Linda Northrup just gave an interesting talk at ICSE 2013 about ultra-large scale systems (ULS).
My takeaway from this talk are the following points:
- ULS refers to systems with large volumes of most of the following factors all combined together synergistically to increase complexity: source code in multiple languages and architectures, data, device types and devices, connections, processes, stakeholders, interactions, domains (including policy domains) and emergent behaviors.
- ULS systems run in a federated manner; they are on all the time, with inevitable failures handled and recovered locally, so as not to effect the system as a whole. The analogy to the functioning of a city (where fires occur every day) was very apt.
- Build-time and run-time are one-and-the-same: Pieces of a system need to be replaced on the fly, and dynamic updating and reconfiguration needs to be possible.

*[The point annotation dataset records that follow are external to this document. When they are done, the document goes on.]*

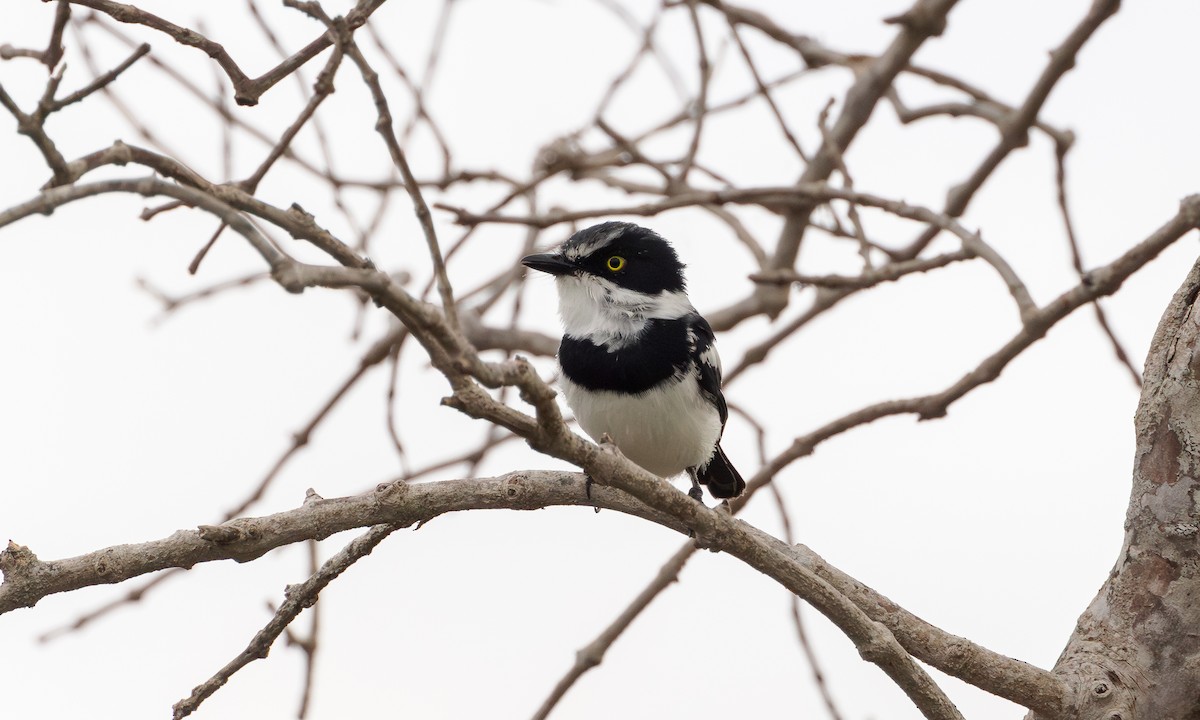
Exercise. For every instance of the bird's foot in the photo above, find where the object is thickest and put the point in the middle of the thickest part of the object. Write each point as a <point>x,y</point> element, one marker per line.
<point>587,490</point>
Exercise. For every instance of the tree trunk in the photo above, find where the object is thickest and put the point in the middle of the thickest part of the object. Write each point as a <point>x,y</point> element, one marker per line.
<point>1135,651</point>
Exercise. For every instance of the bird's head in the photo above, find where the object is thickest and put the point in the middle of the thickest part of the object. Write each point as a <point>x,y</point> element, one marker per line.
<point>612,277</point>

- They inevitably involve 'wicked' problems with inconsistent, unknowable requirements that change as a result of their solution.
- Development can neither be entirely agile (due to the need to co-ordinate some aspects of the system on a vast scale), nor follow traditional 'requirements-first' engineering. On the other hand, parts of a system can be developed in an agile manner.
- All areas of software engineering and computer science research can be used to help solve issues in ULS. Examples include HCI studies of how diverse groups of users use diverse parts of such systems, or computational intelligence applications to such systems.
She gave some examples including the smart grid, climate modelling, intelligent transportation and healthcare analytics. Actually It is not clear to me that climate modelling necessarily fits the definition. It may have large volumes of code, and run in a distributed manner, with federated models, and quite a few stakeholders and policy domains, but do a majority of the other factors above apply? Perhaps.
From my perspective, key to ensuring that ULS systems can be build and work properly are to apply the following techniques and technologies. However, in order to do this we need to properly educating computer scientists and software engineers with knowledge about these items that we know today, but which is not universally taught, and hence not applied:
- Model driven development (with tools that generate good quality code in multiple languages and for multiple device types)
- Distributed software architecture and development
- Rugged service interfaces so subsystems can be independent of each other, and have failsafe fallbacks
- Test-driven development: Where requirements are unknowable, it is still possible to specify those parts of systems that can be understood with rigorous tests. Subsystems so-specified can then be confidently plugged together as requirements evolve.
- Spot-formality: Formal specification of parts of a federated ULS system that are critical to safety, the economy, or the environment.
- Usability and HCI to ensure that the human parts of the system interacts with the non-human parts effectively.
My Umple research helps address item 1, and is moving towards addressing items 2, 3 and 5. We deploy item 4 and 6 in the development of Umple.